Logarithmic Voronoi polytopes for discrete linear models

TL;DR

This paper investigates the structure of logarithmic Voronoi polytopes in linear statistical models, revealing their combinatorial properties and providing explicit descriptions for interior and boundary points.

Contribution

It introduces a novel geometric framework for analyzing logarithmic Voronoi cells in linear models, linking them to dual vector configurations and co-circuits.

Findings

Logarithmic Voronoi cells are polytopes with vertices described by co-circuits.

All interior points on a linear model share the same combinatorial type of Voronoi cell.

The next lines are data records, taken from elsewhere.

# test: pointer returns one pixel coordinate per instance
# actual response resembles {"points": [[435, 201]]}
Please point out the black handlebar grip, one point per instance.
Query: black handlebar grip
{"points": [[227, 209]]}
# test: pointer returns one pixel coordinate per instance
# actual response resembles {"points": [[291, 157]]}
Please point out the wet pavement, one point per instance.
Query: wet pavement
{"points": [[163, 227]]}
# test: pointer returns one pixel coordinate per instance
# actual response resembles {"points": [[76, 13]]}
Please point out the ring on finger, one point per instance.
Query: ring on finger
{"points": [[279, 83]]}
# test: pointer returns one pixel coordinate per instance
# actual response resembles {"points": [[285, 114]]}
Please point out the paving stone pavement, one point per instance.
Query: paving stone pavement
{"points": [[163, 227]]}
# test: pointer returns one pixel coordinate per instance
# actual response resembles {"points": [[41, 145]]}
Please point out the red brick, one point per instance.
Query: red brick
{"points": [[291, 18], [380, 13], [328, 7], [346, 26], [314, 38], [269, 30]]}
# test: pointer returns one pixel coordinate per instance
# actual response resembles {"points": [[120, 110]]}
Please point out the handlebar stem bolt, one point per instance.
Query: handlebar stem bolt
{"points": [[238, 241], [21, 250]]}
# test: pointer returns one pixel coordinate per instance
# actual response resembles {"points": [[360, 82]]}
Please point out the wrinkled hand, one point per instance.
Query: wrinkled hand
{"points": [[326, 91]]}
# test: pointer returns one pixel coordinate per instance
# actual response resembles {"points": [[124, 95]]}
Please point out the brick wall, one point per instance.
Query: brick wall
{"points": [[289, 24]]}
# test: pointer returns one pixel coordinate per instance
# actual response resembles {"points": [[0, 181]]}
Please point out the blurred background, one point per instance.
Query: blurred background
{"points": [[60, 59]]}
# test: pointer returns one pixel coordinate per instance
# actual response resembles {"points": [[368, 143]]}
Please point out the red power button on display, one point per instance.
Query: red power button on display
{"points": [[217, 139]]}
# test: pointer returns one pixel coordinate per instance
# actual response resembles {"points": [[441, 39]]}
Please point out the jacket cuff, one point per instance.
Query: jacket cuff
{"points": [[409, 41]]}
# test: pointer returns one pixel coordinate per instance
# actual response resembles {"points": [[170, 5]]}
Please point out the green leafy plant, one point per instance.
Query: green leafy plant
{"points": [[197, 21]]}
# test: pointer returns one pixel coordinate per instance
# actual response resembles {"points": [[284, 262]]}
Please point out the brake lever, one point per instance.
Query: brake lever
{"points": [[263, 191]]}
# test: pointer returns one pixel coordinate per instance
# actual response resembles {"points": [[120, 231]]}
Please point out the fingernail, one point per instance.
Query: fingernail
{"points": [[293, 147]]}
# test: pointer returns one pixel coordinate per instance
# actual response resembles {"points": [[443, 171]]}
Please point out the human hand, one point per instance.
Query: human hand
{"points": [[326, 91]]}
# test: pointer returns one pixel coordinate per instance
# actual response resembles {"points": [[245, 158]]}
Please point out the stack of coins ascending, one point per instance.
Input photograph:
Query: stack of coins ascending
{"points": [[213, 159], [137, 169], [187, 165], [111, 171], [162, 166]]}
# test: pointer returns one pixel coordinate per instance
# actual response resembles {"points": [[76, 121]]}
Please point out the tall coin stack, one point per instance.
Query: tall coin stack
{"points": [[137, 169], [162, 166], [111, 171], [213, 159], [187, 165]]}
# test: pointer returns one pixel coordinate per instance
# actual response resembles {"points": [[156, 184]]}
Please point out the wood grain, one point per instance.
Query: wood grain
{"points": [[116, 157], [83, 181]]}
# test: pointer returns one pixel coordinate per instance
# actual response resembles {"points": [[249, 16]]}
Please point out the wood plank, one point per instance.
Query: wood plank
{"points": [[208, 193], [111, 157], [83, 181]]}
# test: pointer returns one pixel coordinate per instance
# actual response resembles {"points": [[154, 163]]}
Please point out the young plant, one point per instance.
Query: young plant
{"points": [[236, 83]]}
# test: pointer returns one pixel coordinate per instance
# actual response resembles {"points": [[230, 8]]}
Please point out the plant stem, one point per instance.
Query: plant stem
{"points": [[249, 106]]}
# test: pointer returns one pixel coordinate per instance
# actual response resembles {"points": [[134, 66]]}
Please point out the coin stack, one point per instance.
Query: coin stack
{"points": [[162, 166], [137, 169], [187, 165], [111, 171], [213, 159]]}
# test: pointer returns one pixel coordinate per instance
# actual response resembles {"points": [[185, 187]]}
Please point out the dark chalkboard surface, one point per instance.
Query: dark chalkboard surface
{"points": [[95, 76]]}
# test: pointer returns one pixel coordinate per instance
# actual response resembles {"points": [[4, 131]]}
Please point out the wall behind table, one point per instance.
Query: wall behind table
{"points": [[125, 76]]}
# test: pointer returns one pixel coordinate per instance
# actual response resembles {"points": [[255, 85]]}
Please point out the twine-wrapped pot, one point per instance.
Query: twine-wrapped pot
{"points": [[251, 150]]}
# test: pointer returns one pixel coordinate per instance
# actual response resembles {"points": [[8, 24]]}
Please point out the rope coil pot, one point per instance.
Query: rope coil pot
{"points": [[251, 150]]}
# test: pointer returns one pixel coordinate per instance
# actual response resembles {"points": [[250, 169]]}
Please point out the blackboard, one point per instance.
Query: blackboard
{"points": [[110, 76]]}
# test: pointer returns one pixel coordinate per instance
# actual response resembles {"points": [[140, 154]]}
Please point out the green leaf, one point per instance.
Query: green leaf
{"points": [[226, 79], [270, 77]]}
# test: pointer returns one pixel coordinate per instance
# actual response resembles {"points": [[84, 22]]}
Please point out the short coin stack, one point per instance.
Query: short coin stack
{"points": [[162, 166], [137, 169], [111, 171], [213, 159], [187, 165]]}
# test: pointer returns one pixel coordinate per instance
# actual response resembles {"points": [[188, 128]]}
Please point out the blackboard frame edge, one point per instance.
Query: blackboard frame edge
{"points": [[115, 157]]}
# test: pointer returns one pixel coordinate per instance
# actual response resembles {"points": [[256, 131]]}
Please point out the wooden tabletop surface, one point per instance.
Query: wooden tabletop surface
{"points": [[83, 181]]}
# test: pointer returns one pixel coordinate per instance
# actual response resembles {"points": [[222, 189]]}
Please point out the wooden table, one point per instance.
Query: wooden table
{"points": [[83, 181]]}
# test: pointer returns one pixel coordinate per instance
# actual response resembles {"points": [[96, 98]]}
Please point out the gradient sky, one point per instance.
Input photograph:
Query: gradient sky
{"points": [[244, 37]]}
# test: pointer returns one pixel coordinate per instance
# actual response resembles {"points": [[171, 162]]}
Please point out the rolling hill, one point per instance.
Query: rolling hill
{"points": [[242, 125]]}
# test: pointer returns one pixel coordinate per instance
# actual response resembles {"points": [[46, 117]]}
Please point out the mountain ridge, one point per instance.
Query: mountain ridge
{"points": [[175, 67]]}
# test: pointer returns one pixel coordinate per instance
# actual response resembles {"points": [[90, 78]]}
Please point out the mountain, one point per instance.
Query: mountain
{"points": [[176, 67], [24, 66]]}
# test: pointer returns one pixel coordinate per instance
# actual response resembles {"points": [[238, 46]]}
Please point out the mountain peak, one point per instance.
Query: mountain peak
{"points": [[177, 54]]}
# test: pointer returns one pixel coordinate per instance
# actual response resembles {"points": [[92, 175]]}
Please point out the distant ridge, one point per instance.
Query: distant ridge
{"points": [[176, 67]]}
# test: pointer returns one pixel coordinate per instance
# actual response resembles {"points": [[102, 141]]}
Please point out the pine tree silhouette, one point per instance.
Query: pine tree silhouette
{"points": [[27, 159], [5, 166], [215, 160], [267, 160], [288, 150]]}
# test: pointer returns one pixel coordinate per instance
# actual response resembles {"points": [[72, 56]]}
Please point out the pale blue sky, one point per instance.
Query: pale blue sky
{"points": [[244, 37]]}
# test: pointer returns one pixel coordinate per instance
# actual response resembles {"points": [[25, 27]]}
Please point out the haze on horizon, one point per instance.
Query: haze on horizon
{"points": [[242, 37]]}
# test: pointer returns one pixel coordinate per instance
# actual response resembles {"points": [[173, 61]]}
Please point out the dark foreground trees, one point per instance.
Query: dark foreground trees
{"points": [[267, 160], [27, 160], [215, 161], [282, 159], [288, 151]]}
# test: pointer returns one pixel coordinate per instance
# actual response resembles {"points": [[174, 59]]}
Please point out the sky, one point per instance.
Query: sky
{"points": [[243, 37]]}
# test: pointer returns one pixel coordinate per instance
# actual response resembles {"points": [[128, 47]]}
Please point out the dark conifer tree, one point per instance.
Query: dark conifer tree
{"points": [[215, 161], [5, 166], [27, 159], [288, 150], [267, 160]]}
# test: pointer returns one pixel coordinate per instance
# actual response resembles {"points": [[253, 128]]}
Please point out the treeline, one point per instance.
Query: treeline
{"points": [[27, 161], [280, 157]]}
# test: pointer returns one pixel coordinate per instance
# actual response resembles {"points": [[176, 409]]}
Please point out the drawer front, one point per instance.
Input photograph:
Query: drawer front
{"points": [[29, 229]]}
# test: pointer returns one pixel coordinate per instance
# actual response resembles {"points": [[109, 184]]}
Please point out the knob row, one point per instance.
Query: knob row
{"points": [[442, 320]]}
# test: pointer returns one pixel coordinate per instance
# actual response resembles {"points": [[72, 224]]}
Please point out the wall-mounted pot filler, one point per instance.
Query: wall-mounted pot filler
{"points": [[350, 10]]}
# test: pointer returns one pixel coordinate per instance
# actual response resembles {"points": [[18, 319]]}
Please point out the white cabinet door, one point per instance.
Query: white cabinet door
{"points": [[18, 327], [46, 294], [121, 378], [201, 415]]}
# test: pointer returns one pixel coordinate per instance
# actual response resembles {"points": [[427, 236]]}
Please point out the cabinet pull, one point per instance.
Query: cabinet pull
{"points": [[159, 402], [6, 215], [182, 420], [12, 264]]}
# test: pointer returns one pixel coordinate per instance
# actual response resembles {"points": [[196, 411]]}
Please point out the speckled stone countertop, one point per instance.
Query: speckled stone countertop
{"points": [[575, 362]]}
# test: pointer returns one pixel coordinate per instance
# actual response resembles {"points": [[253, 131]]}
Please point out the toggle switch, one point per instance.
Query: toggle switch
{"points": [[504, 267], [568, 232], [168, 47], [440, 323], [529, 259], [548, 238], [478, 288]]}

The paper extends the analysis to boundary points and partial linear models.

Abstract

We study logarithmic Voronoi cells for linear statistical models and partial linear models. The logarithmic Voronoi cells at points on such model are polytopes. To any $d$-dimensional linear model inside the probability simplex $\Delta_{n-1}$, we can associate an $n\times d$ matrix $B$. For interior points, we describe the vertices of these polytopes in terms of co-circuits of $B$. We also show that these polytopes are combinatorially isomorphic to the dual of a vector configuration with Gale diagram $B$. This means that logarithmic Voronoi cells at all interior points on a linear model have the same combinatorial type. We also describe logarithmic Voronoi cells at points on the boundary of the simplex. Finally, we study logarithmic Voronoi cells of partial linear models, where the points on the boundary of the model are especially of interest.